What have I even been up? Working from home, spoiling my dog, reading, trendspotting, discovering that I feel like I did when I lived in Huntsville, TX. I felt like I had so many stories and experiences to share but nowhere to do it so I started a blog.
Today everyone is a content creator and I'm trying everything I can to not point at words to music... but it kind of looks like fun. I miss this.
I MISSED THIS:
Tausha reminded me what I love and miss so much- being in a room of boss bitches with something in common. I love when anyone has a side hustle, and for us all to be women who love kicks, *chef's kiss*
I feel like there is still a void in the world for what I do. There was a while where I was like , "I don't think the internet needs me." I don't think I care about that anymore. I just want to share what I like in one place, for me... again. So many times do I just do back to my blog to share a memory I regret not really having that for one of the most pivotable periods of my life.

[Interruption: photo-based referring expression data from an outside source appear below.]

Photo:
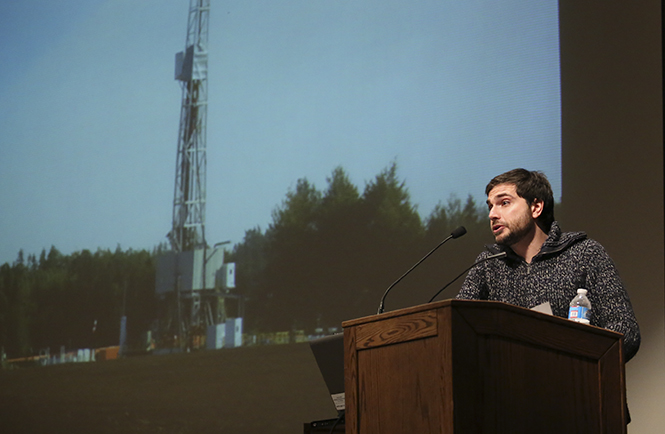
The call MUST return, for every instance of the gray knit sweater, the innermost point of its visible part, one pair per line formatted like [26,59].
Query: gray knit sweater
[566,261]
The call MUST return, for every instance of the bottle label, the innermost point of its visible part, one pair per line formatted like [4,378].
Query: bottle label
[579,314]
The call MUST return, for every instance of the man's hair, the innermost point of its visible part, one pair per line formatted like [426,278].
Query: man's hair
[530,186]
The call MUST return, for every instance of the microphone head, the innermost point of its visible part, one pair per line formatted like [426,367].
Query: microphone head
[458,232]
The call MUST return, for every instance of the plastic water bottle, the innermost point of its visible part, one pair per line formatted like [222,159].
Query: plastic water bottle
[580,307]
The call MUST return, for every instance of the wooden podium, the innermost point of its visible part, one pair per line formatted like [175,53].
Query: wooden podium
[481,367]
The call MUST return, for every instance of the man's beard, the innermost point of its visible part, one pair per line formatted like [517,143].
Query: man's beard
[517,231]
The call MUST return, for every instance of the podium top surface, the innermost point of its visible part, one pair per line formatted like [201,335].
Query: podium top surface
[482,305]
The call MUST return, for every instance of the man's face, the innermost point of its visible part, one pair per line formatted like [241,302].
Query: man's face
[511,217]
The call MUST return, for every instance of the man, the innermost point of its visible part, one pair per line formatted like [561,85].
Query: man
[542,263]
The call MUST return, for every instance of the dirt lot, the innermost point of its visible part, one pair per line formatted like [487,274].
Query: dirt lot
[268,389]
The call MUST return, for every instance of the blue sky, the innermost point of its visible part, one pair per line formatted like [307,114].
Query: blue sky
[454,92]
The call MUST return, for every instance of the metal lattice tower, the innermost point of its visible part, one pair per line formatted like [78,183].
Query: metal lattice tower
[189,198]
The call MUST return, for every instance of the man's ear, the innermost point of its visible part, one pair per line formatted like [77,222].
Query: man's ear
[537,207]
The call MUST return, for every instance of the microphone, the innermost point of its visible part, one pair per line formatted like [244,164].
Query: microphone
[489,258]
[454,234]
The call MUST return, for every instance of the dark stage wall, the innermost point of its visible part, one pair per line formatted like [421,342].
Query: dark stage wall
[612,153]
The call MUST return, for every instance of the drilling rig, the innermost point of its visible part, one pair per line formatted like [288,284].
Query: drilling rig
[192,279]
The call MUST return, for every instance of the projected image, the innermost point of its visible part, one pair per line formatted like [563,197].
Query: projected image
[343,140]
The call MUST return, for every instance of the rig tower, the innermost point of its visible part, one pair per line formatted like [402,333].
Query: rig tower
[192,279]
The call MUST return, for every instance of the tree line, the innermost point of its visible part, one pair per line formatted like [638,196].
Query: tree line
[327,256]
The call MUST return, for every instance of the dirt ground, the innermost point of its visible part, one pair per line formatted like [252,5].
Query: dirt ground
[266,389]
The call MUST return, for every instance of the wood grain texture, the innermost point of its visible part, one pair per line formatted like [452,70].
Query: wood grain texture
[482,367]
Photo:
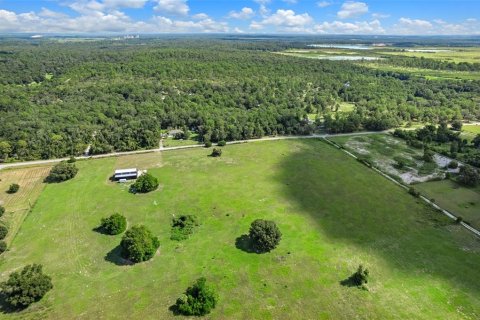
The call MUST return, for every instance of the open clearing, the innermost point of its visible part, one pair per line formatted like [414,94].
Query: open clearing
[464,202]
[18,205]
[384,150]
[334,214]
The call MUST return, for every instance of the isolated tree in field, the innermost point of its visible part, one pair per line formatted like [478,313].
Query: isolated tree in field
[5,149]
[476,141]
[453,164]
[216,152]
[14,187]
[358,279]
[27,286]
[145,183]
[198,300]
[139,244]
[115,224]
[265,235]
[3,231]
[427,155]
[183,226]
[469,176]
[62,172]
[3,246]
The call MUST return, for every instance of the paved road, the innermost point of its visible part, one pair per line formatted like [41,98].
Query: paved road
[161,148]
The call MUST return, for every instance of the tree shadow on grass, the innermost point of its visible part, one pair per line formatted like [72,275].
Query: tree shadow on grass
[7,308]
[351,204]
[115,257]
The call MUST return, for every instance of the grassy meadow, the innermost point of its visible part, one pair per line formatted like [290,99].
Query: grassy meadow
[334,214]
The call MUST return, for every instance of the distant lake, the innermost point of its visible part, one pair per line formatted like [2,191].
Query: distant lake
[349,58]
[342,46]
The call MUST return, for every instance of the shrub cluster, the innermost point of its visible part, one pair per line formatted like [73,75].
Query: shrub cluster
[183,226]
[360,277]
[198,300]
[3,231]
[139,244]
[145,183]
[469,176]
[413,192]
[3,246]
[14,187]
[216,152]
[62,172]
[453,164]
[115,224]
[265,235]
[27,286]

So a few things. I stopped blogging because I was going through A LOT. I also still felt different when I was doing it. It wasn't as fun for a moment. I I felt like people I worked with thought it was kind of a joke, and I was embarrassed for the first time ever. It didn't help that this city was foreign and I wasn't sure what to write about.
But it's me: I'm the main character.
I am a black/asian woman beating down the sneaker block and I never talked about it. I never shared how to navigate, the sexism, the racism-- even the idea all skinfolk ain't kinfolk. For the last 2 years in person it's been a mission to in person show representation/ host events/ have conversations... I always talk about access but I limited myself and possibly others by not writing.
So I am here on that "devote the next 6 months to your dreams" meme.